The 2FA backup paradox
Password managers are great for frequently used credentials, but are not suitable for storing 2FA backup codes (example in the image below). After all, storing 2FA in the same place you keep your passwords completely defeats the purpose of having a second factor authenticator!
So where are you supposed to keep these codes? printing them out and keeping them in a drawer is a step away from having passwords written on post-it notes hanging off your monitor. Probably not the best idea.
Some 2FA authenticators automatically back-up your data to the cloud, which is neat! But since you keep the password to your authenticator app in your password manager, you have a circular dependency, and risk losing all your credentials if you lose your 2FA device and are logged out of your password manager.

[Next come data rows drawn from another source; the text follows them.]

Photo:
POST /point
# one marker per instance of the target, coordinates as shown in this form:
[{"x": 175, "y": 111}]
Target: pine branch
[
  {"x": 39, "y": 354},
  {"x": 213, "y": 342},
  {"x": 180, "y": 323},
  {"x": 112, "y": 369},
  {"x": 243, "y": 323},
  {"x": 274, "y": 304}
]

This, is the 2FA backup paradox. There was just no good way to do it!
Vitalik Buterin (one of the Ethereum co founders) wrote about the need for wider adoption of social recovery for crypto wallets, but this model just happens to be the ideal model for storage and recovery of other critical data, such as 2FA backup codes.
Kosign (www.kosign.xyz) vaults are designed for social recovery, protecting the data with a quorum of key guardians. Vault keys are distributed between family/friends/colleagues, which need to have consensus to unlock the vault, with for example, 4-out-of-10 key guardians.
Kosign vaults can also be printed and backed-up on paper for cold storage and data succession — however — unlike printing backup codes, Kosign vaults remain encrypted on paper. This enables the vault to be recoverable with support of your quorum, even in your absence. This model is also ideal for succession of digital assets.